TIMES SQUARE CARNAGE KILLS TEEN; 22 HURT
NEW YORK — A man steered his car onto a sidewalk running through the heart of Times Square and mowed down pedestrians for three blocks yesterday, killing a teenager, then emerged from his wrecked vehicle wild-eyed and waving his arms before he was subdued by police and bystanders.
The driver, a 26-year-old Navy veteran, told officers he was hearing voices and expected to die, two law enforcement officials said.
He lpless pedestrians had little time to react as the car barreled down the sidewalk and through intersections around noon before smashing into a row of steel security barriers installed in recent years to prevent vehicle attacks. The car came to rest with its two right wheels in the air.
“He didn’t stop,” said Asa Lowe, of Brooklyn, who was standing outside a store when he heard screaming as people scattered. “He just kept going.”
Police said 23 people were hit by the car, including an 18-year-old tourist from Michigan who died. The woman’s 13-year-old sister was among the injured.

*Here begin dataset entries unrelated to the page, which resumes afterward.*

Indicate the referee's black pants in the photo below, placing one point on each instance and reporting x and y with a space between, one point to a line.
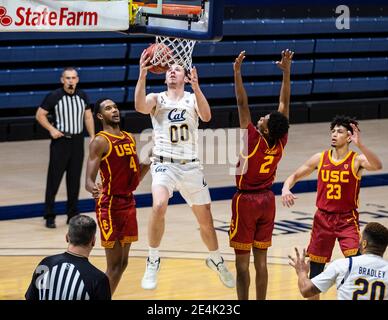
66 154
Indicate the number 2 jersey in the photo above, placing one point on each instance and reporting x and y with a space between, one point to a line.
338 184
365 277
119 167
256 169
175 126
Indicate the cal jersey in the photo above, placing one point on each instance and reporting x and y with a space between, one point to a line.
119 167
363 277
256 168
338 184
175 126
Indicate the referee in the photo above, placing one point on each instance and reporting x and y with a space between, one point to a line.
69 108
70 276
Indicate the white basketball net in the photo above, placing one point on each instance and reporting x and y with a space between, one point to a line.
179 51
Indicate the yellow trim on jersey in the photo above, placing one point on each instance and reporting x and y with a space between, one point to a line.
341 161
236 222
101 134
352 166
321 161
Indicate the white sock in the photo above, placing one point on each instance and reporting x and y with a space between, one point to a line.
153 253
215 256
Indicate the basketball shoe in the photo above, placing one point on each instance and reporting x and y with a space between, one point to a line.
150 278
225 276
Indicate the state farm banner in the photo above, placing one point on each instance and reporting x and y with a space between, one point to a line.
53 15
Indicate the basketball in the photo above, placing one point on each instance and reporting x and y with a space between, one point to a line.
165 55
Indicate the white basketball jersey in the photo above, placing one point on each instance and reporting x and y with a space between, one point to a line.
367 279
175 126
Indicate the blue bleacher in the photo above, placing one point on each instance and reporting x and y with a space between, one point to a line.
63 52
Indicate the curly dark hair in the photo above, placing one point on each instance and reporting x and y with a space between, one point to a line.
345 121
277 126
377 236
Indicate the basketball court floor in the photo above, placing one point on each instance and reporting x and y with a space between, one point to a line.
183 275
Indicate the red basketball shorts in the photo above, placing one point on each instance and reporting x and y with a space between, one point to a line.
116 216
252 223
327 227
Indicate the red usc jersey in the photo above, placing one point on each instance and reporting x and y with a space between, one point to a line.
256 169
338 184
119 168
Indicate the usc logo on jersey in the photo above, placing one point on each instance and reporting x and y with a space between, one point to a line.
125 149
334 176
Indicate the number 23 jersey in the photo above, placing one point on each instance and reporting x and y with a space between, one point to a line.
175 126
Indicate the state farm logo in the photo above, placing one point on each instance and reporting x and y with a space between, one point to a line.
42 16
4 19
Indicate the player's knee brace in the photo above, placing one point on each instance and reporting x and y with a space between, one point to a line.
316 268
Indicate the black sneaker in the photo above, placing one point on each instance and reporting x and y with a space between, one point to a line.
50 223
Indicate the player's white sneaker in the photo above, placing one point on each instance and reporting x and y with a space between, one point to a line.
226 277
150 278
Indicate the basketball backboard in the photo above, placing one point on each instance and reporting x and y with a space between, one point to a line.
196 20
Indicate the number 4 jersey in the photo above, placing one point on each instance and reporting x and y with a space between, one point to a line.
175 126
256 168
338 183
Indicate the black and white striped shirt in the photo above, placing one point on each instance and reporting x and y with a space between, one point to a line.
68 277
67 110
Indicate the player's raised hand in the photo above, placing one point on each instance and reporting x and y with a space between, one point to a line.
238 62
288 198
285 63
355 136
144 63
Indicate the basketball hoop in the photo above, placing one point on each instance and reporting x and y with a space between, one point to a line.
179 52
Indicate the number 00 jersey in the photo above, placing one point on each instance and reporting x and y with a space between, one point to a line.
338 184
256 168
175 126
119 168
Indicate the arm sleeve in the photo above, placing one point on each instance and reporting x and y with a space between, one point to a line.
327 278
102 291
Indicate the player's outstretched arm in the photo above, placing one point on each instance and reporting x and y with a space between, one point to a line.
97 148
144 103
285 92
288 198
241 95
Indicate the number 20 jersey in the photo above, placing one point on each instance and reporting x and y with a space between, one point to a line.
338 184
175 126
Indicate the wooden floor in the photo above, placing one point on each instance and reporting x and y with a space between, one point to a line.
183 275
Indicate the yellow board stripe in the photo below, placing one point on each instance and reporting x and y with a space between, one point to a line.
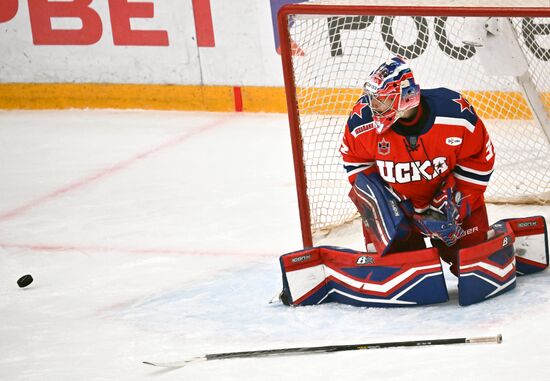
488 104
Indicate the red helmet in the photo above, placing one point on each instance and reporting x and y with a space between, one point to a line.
391 90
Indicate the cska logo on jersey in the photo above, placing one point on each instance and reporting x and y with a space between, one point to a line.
412 171
383 147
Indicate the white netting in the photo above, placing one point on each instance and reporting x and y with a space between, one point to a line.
334 55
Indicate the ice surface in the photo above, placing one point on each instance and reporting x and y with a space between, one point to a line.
156 236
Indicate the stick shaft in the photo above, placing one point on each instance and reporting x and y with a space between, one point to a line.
326 349
352 347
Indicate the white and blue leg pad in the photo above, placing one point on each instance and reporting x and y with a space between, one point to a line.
331 274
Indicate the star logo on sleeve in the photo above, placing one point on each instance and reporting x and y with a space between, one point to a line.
358 108
464 104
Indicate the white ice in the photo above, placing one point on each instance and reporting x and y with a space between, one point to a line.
156 236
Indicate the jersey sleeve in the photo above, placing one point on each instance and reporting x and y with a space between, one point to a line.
356 158
475 163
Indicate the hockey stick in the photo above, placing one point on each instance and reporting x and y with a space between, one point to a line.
326 349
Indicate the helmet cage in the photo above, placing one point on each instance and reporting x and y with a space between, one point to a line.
391 90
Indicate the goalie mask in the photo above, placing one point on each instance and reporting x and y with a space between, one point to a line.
391 91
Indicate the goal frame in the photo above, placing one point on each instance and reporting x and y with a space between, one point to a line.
356 10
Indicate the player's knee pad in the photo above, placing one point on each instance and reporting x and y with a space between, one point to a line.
330 274
380 209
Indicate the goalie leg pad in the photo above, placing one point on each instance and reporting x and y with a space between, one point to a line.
531 244
489 268
331 274
383 219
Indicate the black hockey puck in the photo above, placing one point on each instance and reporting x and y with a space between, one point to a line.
25 280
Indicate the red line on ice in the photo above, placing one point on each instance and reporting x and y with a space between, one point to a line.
109 171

The carnage raised immediate fears of terrorism, fueled by recent attacks in England, France and Germany in which vehicles plowed through crowds of pedestrians. But investigators quickly turned their focus to the sobriety and mental health of the driver, identified as Bronx resident Richard Rojas.
“There is no indication that this was an act of terrorism,” Mayor Bill de Blasio said.
Photographers snapped pictures of Rojas after he climbed from the wrecked car and ran through the street before he was tackled by a group of bystanders.
Rojas initially tested negative for alcohol, but more detailed testing was being done to determine if he was high, according to two law enforcement officials who spoke to The Associated Press on the condition of anonymity.
The officials said Rojas told officers he had been hearing voices.
Rojas was arrested a week ago and charged with pointing a knife at a notary, whom he accused of stealing his identity. He pleaded guilty to a harassment violation. He was arrested on charges of driving while intoxicated in 2008 and 2015, police Commissioner James O’Neill said.
Police identified the woman killed by the car as Alyssa Elsman, of Portage, Mich.
Rojas enlisted in the Navy in 2011 and was an electrician’s mate fireman apprentice. In 2012 he served aboard the USS Carney, a destroyer.
Navy records show that in 2013 he spent two months at a naval brig in Charleston, S.C. They don’t indicate why.
Rojas was based at the Naval Air Station in Jacksonville, Fla., before being discharged in 2014 as the result of a special court martial, a Navy official said. Details were not immediately available.